NEW YORK (TheStreet) -- Goldman Sachs (GS) shares have been driving higher into 2013 on optimism of a recovering economy, investor inflows into stock markets and expectations that the standalone investment bank is well positioned for an eventual merger and acquisition wave.
While fourth quarter earnings are likely to show Goldman Sachs at the head of the Wall Street pack when it comes to underwriting and trading revenue, the bank still has room to prove to investors it stands apart from peers such as Morgan Stanley (MS).
Notably, Goldman is one of just a handful of banks that's been able to deploy excess capital to reduce its share count in recent years, helping to return its earnings per share to pre-crisis levels, even if other metrics like absolute revenue and return on equity remain well below 2007 levels.

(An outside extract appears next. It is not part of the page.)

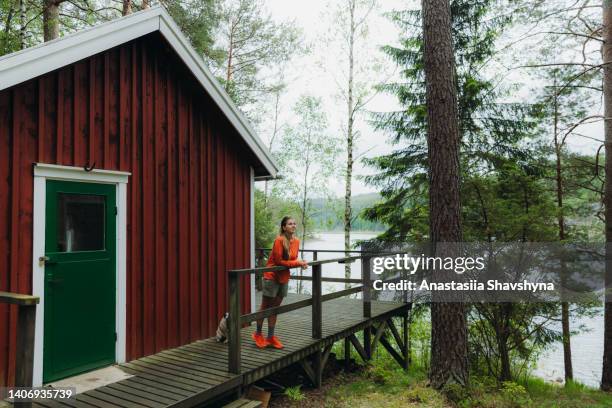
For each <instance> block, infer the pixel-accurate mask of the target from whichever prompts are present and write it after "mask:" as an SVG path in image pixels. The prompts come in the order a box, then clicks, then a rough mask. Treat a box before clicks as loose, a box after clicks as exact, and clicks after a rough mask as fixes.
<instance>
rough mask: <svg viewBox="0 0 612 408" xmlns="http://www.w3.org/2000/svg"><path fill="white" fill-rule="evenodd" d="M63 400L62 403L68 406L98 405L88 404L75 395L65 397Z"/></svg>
mask: <svg viewBox="0 0 612 408" xmlns="http://www.w3.org/2000/svg"><path fill="white" fill-rule="evenodd" d="M77 395H78V394H77ZM61 402H62V404H64V405H66V406H69V407H74V408H91V407H95V406H96V405H91V404H88V403H87V402H83V401H78V400H77V399H76V396H74V397H72V398H69V399H63V400H61Z"/></svg>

As Goldman focuses on right sizing its expense and balance sheet, investors should pay attention to capital returns -- and share buybacks in particular -- as a key part of the bank's share performance in 2013 given uncertainty surrounding trading and investment banking revenue."[Goldman] should be able to step up their share repurchases and dividend payments," says Michael Wong, an equities analyst with Morningstar, of his expectation of greater capital returns in 2013. Wong notes that given the cyclicality of Goldman's earnings, the bank generally prefers share repurchases over dividend payouts, which are harder to change in uncertain economic environments. Currently, Goldman, like its large cap banking peers, has submitted a capital plan for the Federal Reserve's that will drive any added share repurchases or dividends in 2013. Already, Goldman has been able to deliver predictable share repurchases that go straight to the bottom line for shareholders. A Jan. 14 analysis by bank research firm KBW shows that among banks submitting capital plans to the Fed, Goldman is one of just five firms that's been able to consistently reduce its share count through share repurchases in the wake of the crisis. Meanwhile, in 2012, the KBW analysis shows Goldman is one of just seven banks who's total payout ratio of dividends and net repurchases is greater than 50% of profits. "This group of large-cap banks are positioned well for total return investors, in our view, and will likely be added as core holdings to portfolios in 2013," writes KBW analyst Frederick Cannon, in the client research note. Such expectations contrast sharply with Goldman's main standalone investment banking competitor Morgan Stanley that -- like Bank of America Merrill Lynch (BAC) -- has seen its share count exceed overall asset growth. "[Capital] management will be critical in a slow-growth, highly regulated, banking world... the most successful banks will need to be reducing shares outstanding to achieve strong EPS growth," Cannon adds.